At the same table as the Moriai, Naoko Shimoyamada. She also lived in the Fukushima region, before moving to Yamagata, the neighboring prefecture, with her three daughters. Like many mothers, she had to fight with her entourage, and even with her husband, to be able to come to the Kuminosato center. In Japan, talking about radioactivity is taboo. “My friends think this is a brainwashing center!” Mayumi regrets. Unlike many of her fellow citizens, the young mother dares to evoke her anguish when she thinks about the accident. “I was cycling in the rain while the reactors were exploding. We had no information for weeks. “
If Mayumi fears for the health of her children, she does not plan to leave her city. “That’s where we were born, and we have no other place to go,” says her husband Ryuichi, who stayed at the family home. The return to normal praised by the authorities pushed the majority of families to stay. Even if the Geiger counter planted between the swing and the sandbox of the kindergarten in front of the Moriai’s house expresses everything except the normality. The father of the family pointed to a square of earth turned over. “Workers dug a pit in every kindergarten in the city. Then they were seen burying in large black bags. Everyone knows that it is contaminated land, “says Ryuichi.

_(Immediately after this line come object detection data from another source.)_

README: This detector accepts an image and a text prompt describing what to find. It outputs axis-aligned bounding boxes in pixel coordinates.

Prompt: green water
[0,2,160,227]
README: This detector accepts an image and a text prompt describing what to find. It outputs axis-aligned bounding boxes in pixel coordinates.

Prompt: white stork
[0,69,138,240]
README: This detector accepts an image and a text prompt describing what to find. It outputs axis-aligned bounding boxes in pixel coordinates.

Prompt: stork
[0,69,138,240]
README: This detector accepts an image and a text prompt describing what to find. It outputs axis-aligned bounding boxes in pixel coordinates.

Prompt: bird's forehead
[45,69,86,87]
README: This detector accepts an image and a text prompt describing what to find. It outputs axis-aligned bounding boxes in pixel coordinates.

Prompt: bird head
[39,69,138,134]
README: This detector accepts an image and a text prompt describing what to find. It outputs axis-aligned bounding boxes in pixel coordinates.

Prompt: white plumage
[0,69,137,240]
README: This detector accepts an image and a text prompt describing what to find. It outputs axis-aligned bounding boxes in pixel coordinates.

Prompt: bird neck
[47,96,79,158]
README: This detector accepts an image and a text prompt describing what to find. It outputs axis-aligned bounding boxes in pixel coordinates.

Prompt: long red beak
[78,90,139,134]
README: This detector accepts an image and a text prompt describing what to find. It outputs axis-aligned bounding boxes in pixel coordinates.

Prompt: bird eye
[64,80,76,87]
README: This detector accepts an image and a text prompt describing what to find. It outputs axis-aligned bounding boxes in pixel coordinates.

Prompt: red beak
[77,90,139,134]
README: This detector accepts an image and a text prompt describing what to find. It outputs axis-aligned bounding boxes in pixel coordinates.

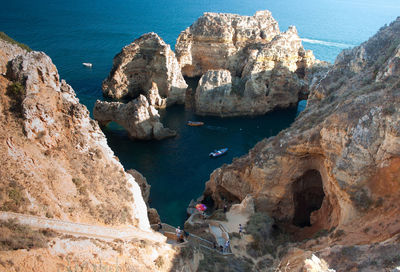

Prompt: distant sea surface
[0,0,400,225]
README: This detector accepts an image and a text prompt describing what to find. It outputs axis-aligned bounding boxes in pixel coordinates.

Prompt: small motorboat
[209,148,228,158]
[187,121,204,127]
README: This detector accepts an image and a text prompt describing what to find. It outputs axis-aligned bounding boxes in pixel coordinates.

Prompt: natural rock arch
[292,169,325,227]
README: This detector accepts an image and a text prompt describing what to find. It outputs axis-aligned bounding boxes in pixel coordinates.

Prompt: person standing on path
[224,240,230,252]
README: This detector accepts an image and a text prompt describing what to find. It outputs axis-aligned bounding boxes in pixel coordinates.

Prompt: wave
[301,38,354,48]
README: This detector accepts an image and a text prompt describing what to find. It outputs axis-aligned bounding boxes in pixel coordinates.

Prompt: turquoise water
[0,0,400,224]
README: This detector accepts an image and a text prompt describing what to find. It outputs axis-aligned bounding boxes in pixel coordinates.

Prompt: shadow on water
[104,106,297,226]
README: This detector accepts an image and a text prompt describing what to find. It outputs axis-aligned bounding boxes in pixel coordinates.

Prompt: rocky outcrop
[0,36,28,75]
[204,18,400,271]
[103,33,187,105]
[93,95,176,140]
[0,35,200,272]
[0,44,149,230]
[175,10,280,77]
[176,11,328,116]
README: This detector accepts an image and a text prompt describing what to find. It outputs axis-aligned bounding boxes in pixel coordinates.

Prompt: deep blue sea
[0,0,400,225]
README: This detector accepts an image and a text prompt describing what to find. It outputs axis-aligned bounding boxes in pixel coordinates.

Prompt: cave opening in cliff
[292,169,325,227]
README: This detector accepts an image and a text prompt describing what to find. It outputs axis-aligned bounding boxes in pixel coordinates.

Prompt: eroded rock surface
[0,44,149,229]
[0,34,203,272]
[200,18,400,271]
[103,33,187,105]
[175,11,280,77]
[93,95,176,140]
[176,11,329,116]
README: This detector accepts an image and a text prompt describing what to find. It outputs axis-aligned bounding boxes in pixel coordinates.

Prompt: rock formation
[103,33,187,105]
[176,11,328,116]
[0,35,200,272]
[175,10,280,77]
[198,18,400,271]
[93,95,176,140]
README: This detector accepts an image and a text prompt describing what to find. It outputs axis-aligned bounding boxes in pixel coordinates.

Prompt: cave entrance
[292,169,325,227]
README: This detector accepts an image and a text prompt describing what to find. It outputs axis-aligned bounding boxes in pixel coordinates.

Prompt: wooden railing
[151,223,232,255]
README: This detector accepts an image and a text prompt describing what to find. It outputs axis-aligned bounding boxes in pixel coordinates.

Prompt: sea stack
[103,33,187,105]
[204,18,400,271]
[93,95,176,140]
[176,11,329,116]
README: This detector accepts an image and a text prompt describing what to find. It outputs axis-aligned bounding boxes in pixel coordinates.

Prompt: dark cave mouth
[292,169,325,228]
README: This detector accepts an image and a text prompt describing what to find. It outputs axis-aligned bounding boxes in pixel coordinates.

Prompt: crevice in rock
[292,169,325,227]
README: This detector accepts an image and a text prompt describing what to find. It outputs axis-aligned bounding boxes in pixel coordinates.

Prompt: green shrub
[6,82,26,115]
[0,32,32,52]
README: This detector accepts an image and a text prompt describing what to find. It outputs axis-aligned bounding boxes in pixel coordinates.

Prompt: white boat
[208,148,228,158]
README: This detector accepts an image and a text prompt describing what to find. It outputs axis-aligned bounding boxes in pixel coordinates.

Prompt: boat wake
[206,126,228,131]
[301,38,354,49]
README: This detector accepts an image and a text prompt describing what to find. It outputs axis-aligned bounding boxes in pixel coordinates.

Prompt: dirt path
[0,212,166,242]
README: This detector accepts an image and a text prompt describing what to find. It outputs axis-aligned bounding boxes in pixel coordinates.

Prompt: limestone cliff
[103,33,187,105]
[204,18,400,271]
[176,11,328,116]
[93,95,176,140]
[175,10,280,77]
[0,35,194,271]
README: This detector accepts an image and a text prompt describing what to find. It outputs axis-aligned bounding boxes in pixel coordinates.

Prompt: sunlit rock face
[175,11,328,116]
[93,95,176,140]
[204,16,400,271]
[103,33,187,105]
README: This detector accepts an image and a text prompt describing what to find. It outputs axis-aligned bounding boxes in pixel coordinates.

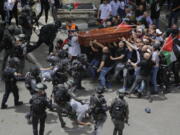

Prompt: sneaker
[15,101,23,106]
[1,104,8,109]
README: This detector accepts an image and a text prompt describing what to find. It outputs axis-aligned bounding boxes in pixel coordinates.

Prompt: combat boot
[1,104,8,109]
[15,101,23,106]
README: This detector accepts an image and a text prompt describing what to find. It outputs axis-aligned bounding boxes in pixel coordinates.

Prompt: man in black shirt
[169,0,180,28]
[97,47,112,88]
[88,42,102,78]
[129,53,155,101]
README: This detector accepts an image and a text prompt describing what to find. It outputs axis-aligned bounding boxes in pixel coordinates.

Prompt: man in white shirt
[68,32,81,58]
[98,0,112,21]
[110,0,120,16]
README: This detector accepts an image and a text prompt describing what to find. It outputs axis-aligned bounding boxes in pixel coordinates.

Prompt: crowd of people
[0,0,180,135]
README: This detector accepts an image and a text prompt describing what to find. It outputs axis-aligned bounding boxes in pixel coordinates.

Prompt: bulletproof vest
[3,67,16,83]
[93,95,108,114]
[12,46,24,59]
[25,72,41,90]
[2,29,15,49]
[31,96,46,115]
[111,98,126,121]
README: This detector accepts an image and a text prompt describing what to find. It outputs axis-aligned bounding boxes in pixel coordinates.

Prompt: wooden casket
[78,26,131,46]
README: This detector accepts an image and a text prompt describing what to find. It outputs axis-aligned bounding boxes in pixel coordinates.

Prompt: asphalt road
[0,14,180,135]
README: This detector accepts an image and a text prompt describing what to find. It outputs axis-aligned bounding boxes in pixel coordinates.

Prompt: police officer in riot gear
[25,66,41,95]
[0,25,21,71]
[34,20,61,54]
[90,87,108,135]
[1,57,23,109]
[19,5,33,42]
[109,91,129,135]
[30,83,52,135]
[53,84,73,128]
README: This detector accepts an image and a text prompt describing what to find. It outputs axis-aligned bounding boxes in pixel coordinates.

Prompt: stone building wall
[62,0,100,6]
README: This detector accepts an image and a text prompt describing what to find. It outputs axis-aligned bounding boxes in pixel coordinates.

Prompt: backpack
[94,95,108,114]
[32,97,45,115]
[111,98,126,121]
[25,72,31,90]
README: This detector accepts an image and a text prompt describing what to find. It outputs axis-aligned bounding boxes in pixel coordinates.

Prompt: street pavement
[0,14,180,135]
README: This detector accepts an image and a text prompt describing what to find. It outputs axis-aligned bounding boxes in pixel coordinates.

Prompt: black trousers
[37,1,50,23]
[32,113,46,135]
[1,50,11,71]
[22,28,32,43]
[2,82,19,105]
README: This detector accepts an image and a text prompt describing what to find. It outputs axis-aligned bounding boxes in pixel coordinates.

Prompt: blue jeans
[99,67,112,88]
[151,67,159,92]
[88,59,100,78]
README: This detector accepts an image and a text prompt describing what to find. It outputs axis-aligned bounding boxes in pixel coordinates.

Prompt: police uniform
[19,6,33,42]
[25,67,41,95]
[34,24,61,53]
[1,58,23,109]
[0,25,15,71]
[110,90,129,135]
[90,88,108,135]
[53,84,72,128]
[30,83,52,135]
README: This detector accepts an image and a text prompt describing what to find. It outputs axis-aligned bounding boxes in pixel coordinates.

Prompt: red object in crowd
[117,22,132,30]
[63,39,69,46]
[162,35,173,52]
[73,2,79,9]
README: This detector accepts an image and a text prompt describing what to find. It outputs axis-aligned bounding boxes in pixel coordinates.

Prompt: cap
[96,86,104,94]
[36,83,47,91]
[117,88,126,97]
[156,29,162,35]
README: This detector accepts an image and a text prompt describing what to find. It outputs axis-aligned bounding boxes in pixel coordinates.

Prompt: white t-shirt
[110,0,120,16]
[69,99,89,121]
[68,36,81,56]
[99,4,112,19]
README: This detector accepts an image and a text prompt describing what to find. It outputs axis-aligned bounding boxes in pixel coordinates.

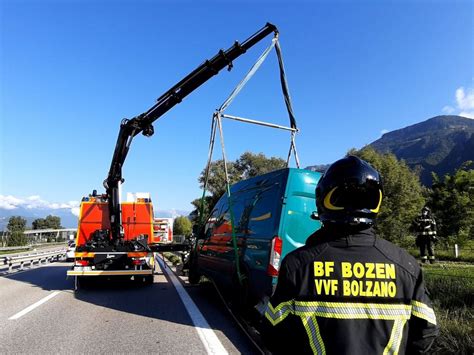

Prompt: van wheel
[188,254,201,285]
[231,273,250,315]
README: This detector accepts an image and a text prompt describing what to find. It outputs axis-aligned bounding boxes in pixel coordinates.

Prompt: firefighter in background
[415,206,436,264]
[262,156,438,355]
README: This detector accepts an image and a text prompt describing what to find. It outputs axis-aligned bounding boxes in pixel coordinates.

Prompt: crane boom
[104,23,278,243]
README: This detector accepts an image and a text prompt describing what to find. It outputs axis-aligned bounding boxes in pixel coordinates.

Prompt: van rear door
[278,169,321,259]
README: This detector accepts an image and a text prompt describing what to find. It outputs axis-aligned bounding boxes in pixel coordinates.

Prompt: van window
[246,184,281,236]
[204,196,226,238]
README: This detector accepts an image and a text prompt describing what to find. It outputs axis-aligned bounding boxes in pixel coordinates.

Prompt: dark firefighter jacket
[263,228,438,355]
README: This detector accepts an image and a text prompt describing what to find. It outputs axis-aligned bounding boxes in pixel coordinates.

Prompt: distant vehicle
[66,243,76,261]
[189,168,321,307]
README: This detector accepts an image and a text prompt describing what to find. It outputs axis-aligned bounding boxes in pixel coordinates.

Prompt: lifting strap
[200,34,300,285]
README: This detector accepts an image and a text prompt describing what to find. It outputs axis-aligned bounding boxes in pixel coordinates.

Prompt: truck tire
[188,253,201,285]
[143,275,153,285]
[77,276,90,289]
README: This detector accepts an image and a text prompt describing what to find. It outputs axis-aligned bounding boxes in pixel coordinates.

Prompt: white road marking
[156,257,228,354]
[8,291,60,320]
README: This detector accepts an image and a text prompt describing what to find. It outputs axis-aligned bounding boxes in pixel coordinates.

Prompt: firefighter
[415,206,436,264]
[262,156,438,355]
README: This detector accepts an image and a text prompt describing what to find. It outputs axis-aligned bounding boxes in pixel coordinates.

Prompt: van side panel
[278,169,321,259]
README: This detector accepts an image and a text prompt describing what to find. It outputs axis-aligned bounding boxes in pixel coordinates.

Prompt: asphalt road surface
[0,256,258,354]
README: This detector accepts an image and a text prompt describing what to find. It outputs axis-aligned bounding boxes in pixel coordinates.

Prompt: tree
[428,161,474,245]
[191,152,286,223]
[32,215,62,229]
[7,216,26,232]
[46,215,62,229]
[349,147,425,244]
[7,216,28,246]
[31,218,48,229]
[173,216,193,237]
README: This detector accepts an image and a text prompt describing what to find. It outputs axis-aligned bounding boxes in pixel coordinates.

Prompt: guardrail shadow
[1,262,255,354]
[0,262,74,291]
[70,270,255,354]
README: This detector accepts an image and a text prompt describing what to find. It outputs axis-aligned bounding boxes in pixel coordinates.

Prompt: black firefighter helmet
[316,155,383,226]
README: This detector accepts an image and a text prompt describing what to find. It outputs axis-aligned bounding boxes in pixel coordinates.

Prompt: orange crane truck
[67,23,278,289]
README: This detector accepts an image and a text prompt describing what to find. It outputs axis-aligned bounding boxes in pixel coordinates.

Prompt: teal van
[189,168,321,306]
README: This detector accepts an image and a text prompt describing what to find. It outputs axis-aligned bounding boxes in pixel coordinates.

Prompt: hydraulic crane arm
[104,23,278,242]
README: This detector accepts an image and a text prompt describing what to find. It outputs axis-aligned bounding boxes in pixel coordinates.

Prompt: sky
[0,0,474,217]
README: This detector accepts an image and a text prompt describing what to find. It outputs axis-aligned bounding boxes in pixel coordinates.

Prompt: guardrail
[0,245,31,251]
[0,249,66,272]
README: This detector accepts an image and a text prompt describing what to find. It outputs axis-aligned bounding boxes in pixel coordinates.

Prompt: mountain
[0,206,77,231]
[0,206,190,231]
[369,116,474,186]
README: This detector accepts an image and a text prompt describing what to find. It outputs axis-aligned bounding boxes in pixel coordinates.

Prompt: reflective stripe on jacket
[263,229,438,355]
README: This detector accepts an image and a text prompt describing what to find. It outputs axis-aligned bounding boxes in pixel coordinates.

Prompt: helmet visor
[324,181,382,213]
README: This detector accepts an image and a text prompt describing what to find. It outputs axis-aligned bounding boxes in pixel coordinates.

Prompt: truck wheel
[188,254,201,285]
[77,276,90,289]
[143,275,153,285]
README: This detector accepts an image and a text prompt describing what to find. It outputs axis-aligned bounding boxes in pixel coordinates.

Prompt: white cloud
[459,111,474,118]
[0,195,79,215]
[456,87,474,111]
[443,106,456,115]
[443,86,474,119]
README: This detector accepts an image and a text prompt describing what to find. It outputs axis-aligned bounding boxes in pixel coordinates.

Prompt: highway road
[0,261,258,354]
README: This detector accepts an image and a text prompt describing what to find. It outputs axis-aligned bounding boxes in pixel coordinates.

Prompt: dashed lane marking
[156,258,228,354]
[8,291,60,320]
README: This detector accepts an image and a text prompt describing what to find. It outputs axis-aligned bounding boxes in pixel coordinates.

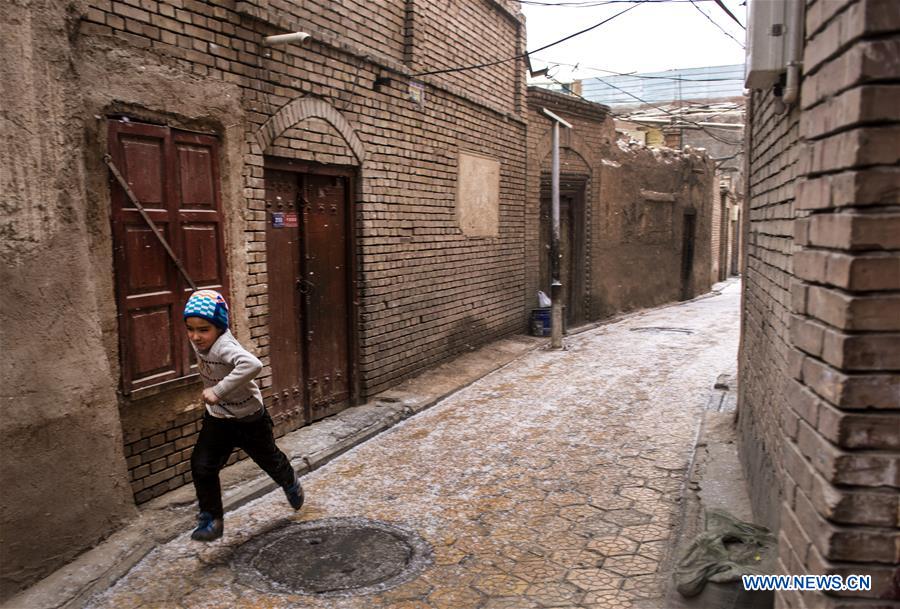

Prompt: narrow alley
[89,281,740,609]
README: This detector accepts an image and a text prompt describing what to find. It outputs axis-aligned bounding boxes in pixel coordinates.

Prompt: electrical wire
[412,0,636,78]
[582,78,741,146]
[550,78,744,158]
[532,55,743,82]
[690,0,747,49]
[519,0,712,8]
[713,0,747,30]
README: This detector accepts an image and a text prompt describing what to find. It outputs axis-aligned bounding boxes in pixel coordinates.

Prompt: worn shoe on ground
[283,476,303,510]
[191,512,225,541]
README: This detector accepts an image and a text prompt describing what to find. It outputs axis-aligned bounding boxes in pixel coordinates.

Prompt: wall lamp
[263,32,310,46]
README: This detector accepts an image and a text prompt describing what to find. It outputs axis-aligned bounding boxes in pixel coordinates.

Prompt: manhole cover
[631,326,694,334]
[234,518,431,596]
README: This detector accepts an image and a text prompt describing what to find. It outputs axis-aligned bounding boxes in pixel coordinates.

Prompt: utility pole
[542,108,572,349]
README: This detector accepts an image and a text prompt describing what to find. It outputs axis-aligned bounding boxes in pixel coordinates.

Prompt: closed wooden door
[265,169,309,421]
[303,174,350,420]
[265,169,352,422]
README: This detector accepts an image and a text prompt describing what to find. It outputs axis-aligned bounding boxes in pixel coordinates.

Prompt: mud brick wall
[739,0,900,608]
[2,0,526,594]
[79,0,525,501]
[525,87,716,321]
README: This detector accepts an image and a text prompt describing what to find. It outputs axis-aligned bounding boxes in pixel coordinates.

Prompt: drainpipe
[781,0,806,110]
[543,108,572,349]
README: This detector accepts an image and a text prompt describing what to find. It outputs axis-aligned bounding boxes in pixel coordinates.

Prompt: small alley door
[265,168,353,422]
[541,180,586,326]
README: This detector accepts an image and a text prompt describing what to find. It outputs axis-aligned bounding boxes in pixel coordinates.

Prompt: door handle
[297,279,316,294]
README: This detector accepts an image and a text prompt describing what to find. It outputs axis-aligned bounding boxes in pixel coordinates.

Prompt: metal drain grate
[233,518,432,596]
[630,326,694,334]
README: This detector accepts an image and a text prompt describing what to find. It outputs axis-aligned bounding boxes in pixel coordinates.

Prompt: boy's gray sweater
[191,330,263,419]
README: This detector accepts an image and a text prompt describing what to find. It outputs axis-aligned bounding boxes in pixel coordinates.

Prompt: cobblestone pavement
[91,282,739,609]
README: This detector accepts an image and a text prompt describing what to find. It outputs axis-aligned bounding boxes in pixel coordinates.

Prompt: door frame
[263,156,362,412]
[538,172,591,327]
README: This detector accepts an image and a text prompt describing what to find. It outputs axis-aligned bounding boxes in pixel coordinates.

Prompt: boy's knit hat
[184,290,228,330]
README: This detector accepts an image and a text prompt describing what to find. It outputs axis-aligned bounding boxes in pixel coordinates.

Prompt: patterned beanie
[184,290,228,330]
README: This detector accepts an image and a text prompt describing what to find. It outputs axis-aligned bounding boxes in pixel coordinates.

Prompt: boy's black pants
[191,412,294,518]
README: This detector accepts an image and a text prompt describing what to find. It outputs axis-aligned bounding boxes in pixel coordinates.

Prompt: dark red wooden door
[265,169,309,421]
[109,121,228,392]
[302,174,350,420]
[265,169,351,421]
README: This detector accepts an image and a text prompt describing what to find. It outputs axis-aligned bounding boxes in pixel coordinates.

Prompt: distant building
[581,64,744,109]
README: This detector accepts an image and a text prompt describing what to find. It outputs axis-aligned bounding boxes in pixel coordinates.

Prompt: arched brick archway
[256,97,366,166]
[535,124,596,174]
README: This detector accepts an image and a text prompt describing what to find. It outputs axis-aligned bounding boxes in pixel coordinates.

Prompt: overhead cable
[550,78,743,153]
[519,0,712,8]
[691,0,747,49]
[597,78,741,146]
[412,4,638,78]
[713,0,747,30]
[532,54,744,83]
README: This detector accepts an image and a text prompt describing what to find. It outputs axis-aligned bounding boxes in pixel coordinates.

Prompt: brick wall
[740,0,900,608]
[525,87,714,321]
[73,0,525,502]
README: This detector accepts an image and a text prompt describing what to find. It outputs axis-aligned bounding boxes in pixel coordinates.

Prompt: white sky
[522,0,744,82]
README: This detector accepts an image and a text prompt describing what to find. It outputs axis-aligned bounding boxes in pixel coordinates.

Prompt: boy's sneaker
[191,512,225,541]
[282,474,303,510]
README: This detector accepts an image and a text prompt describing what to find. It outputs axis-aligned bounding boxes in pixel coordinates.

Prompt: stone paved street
[91,282,740,609]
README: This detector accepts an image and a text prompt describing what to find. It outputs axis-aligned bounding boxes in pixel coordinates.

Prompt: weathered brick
[817,401,900,450]
[800,37,900,107]
[798,125,900,174]
[797,421,900,488]
[803,213,900,250]
[800,85,900,139]
[803,0,900,72]
[807,546,896,609]
[795,491,900,564]
[801,457,900,528]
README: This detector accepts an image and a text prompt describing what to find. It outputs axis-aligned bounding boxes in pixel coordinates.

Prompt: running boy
[184,290,303,541]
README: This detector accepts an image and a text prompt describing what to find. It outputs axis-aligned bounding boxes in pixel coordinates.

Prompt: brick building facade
[739,0,900,609]
[525,87,717,325]
[2,0,526,595]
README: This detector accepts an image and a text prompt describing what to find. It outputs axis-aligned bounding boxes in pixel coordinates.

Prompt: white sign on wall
[456,152,500,237]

Back to Kuminosato. On the beach, little Tatsuyoshi runs in the waves. After three days, he forgot his fears. “All I want is for him to grow up healthy,” his mother hopes.
Gardening workshop in the Kuminosato center: the residents reconnect with a protected nature.
A region still affected
Six years after the earthquake and tsunami of 11 March 2011, which caused the worst nuclear accident of the 21st century, 10,000 workers are still mobilized to decommission the Fukushima Daiichi plant since the disaster. The year 2017 will also be marked by the end of the allowances granted by the government for aid to voluntary evacuees, which opponents equate to a forced return for the 26,000 people who evacuated “on their own initiative”, according to the vocabulary official. Japan, which was 30% dependent on nuclear power before the accident, built 54 reactors at the seaside, and only two of them were restarted since the accident. According to a report published last year by two associations of American doctors, the Fukushima accident could cause 10,000 more cancers among the Japanese population due to radiation.
Reblogged this on 20 millisieverts per year.